Saint Catherine’s Court – Radiohead OK Computer

On retrouve le Mellotron sur « Exit Music (for a Film) », un hommage aux travaux atmosphérique d’Ennio Morricone et « Airbag », un morceau hybride entre electronica et rock à guitares qui définit la nouvelle direction musicale de Radiohead. La partie de batterie de Phil Selway est constituée d’une boucle de trois secondes tirée d’une prise live enregistrée en studio. « On s’est inspirés de DJ Shadow, qui taille puis réassemble à l’infini des loops de batterie dans ses morceaux », explique le batteur.

D’autres titres comme « Paranoid Android » (trois morceaux concentrés en un seul, à la manière d’ »Happiness is a Warm Gun » des Beatles), « Let Down » et « Exit Music (for a Film) » utilisent les signatures rythmiques « risquées » à la manière du prog-rock en multipliant les 7/8 et les 5/4. Autre influence dominante : celle de Miles Davis et de son révolutionnaire Bitches Brew paru en 1969. Sur « Subterranean Homesick Alien », le Fender Rhodes domine un mix complexe auquel viennent s’ajouter les lamentations de la pédale Whammy de Jonny Greenwood. « Miles Davis ajoutait souvent des delays planants sur sa trompette, et c’est ce que Jonny a essayé de reproduire », commente Thom Yorke.

Radiohead OK Computer

Avec l’aide de Nigel Godrich, Radiohead parvient bientôt à capturer l’ambiance particulière des lieux. L’atmosphère hantée de Saint Catherine’s Court resurgit sur le claustrophobique « Climbing Up the Walls », où la ligne de basse de Colin Greenwood tisse un motif menaçant sur un canevas de guitares acoustiques saturées, de voix filtrées et de cordes dissonantes avec 16 violons jouant chacun à une quarte d’intervalle.

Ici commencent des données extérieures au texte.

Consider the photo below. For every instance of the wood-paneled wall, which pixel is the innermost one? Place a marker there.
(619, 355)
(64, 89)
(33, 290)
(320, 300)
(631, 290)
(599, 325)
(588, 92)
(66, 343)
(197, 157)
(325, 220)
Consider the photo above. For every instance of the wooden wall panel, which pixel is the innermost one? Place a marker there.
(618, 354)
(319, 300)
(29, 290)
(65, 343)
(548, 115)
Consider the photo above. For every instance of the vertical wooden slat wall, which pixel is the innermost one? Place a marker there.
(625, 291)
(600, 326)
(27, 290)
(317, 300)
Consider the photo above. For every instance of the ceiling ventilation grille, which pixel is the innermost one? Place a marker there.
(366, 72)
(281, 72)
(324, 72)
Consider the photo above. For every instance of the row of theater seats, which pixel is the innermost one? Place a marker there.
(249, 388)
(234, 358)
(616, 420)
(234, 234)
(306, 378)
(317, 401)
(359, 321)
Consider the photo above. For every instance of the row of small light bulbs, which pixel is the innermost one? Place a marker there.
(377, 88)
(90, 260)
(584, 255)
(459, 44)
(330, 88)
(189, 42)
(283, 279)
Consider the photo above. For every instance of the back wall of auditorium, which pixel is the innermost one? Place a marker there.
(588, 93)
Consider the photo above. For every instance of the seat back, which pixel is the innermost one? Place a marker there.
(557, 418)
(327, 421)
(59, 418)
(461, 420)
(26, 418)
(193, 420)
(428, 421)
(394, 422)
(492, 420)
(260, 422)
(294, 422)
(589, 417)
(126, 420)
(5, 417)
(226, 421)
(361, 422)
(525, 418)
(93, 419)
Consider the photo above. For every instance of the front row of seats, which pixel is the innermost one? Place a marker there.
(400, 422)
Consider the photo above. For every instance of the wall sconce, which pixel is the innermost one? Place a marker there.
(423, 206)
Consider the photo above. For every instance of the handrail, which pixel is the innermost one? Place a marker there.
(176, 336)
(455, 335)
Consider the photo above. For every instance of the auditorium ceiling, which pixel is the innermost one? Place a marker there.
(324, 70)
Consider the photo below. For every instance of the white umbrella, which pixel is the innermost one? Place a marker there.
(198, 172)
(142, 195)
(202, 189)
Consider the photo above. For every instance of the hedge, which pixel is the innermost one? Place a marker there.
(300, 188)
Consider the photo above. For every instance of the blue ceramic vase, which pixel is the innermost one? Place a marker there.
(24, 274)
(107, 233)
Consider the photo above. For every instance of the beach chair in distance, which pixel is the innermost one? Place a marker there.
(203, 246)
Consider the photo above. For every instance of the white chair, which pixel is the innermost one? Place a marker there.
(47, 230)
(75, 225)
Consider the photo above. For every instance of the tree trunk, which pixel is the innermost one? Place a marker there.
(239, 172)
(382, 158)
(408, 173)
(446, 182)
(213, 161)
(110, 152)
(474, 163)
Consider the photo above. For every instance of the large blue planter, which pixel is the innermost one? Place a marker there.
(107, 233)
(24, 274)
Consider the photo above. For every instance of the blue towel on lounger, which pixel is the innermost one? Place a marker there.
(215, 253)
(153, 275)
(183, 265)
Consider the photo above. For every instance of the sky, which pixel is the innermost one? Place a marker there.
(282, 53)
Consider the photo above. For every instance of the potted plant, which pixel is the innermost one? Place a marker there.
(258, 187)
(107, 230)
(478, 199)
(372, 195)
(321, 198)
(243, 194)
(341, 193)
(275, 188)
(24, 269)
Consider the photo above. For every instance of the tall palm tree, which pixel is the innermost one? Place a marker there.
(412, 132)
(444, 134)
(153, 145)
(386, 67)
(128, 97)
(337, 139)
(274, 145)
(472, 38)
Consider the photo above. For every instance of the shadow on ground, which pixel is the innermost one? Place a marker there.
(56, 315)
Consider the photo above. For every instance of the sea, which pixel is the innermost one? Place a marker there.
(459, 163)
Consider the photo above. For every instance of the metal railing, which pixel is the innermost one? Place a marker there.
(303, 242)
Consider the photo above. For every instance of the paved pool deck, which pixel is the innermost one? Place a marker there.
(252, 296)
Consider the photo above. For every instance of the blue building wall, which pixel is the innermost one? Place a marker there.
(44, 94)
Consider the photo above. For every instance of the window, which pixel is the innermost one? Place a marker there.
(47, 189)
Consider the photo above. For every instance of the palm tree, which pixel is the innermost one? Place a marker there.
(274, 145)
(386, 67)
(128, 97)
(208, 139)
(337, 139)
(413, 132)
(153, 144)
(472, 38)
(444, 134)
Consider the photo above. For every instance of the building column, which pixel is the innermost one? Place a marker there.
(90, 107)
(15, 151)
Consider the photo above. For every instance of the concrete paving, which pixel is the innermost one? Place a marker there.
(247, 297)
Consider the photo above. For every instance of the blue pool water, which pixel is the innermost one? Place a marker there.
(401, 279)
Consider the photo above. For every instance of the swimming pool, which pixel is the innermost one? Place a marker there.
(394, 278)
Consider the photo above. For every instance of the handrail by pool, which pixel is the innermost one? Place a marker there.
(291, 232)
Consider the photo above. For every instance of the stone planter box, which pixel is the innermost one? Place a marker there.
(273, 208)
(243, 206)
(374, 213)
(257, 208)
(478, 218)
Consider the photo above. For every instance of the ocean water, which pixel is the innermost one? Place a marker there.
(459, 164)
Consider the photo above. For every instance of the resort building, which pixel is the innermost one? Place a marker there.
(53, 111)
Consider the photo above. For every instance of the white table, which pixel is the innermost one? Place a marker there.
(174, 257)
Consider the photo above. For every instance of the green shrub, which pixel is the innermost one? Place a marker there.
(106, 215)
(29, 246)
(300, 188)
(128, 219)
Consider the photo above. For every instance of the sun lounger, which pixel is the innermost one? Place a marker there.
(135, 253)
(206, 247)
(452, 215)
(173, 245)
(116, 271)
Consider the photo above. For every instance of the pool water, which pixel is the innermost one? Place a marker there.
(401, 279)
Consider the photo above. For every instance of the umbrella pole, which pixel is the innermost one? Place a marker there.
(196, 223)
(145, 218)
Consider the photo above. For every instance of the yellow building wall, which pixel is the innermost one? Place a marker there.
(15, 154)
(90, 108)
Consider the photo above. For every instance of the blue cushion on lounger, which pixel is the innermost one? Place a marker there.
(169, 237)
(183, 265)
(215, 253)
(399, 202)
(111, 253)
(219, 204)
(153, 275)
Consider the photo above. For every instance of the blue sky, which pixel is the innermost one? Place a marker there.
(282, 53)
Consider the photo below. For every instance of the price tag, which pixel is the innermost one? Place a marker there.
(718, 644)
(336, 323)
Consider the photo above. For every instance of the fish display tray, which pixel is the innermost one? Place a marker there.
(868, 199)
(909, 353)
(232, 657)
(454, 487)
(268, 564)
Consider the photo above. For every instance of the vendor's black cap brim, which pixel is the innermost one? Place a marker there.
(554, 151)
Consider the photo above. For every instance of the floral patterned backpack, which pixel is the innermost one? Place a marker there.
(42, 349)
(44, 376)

Enfin, « Fitter Happier » et son texte tout droit sorti des ouvrages d’épanouissement personnel (« Ne pas trop boire/Aller trois fois par semaine à la salle de gym/ Une voiture plus sûre/ Laver sa voiture le dimanche… ») illustre les nouvelles préoccupations du groupe et de son leader. « J’ai écrit cette liste un jour où tout allait mal. On aurait dit une liste de courses. Je l’ai montrée aux autres et ils ont trouvé ça très bon », se souvient Thom Yorke.

Le résultat, une voix neutre et complètement déshumanisée sur fond de samples difficilement audibles (dont un extrait des Trois jours du condor samplé sur MiniDisc) résume la démarche d’OK Computer, qui décrit un monde où la technologie prend le pas sur l’humain. Tout au long de l’album, les textes de Thom Yorke semblent inachevés, parfois composés d’embryons de phrases ou de citations obscures entrecoupées de samples, de signaux radios et de voix virtuelles. « Sur OK Computer, la stratégie était simple : il fallait viser et rater », explique Thom Yorke. Computer KO : c’est en détournant l’usage des machines que Radiohead est sorti vainqueur de l’affrontement.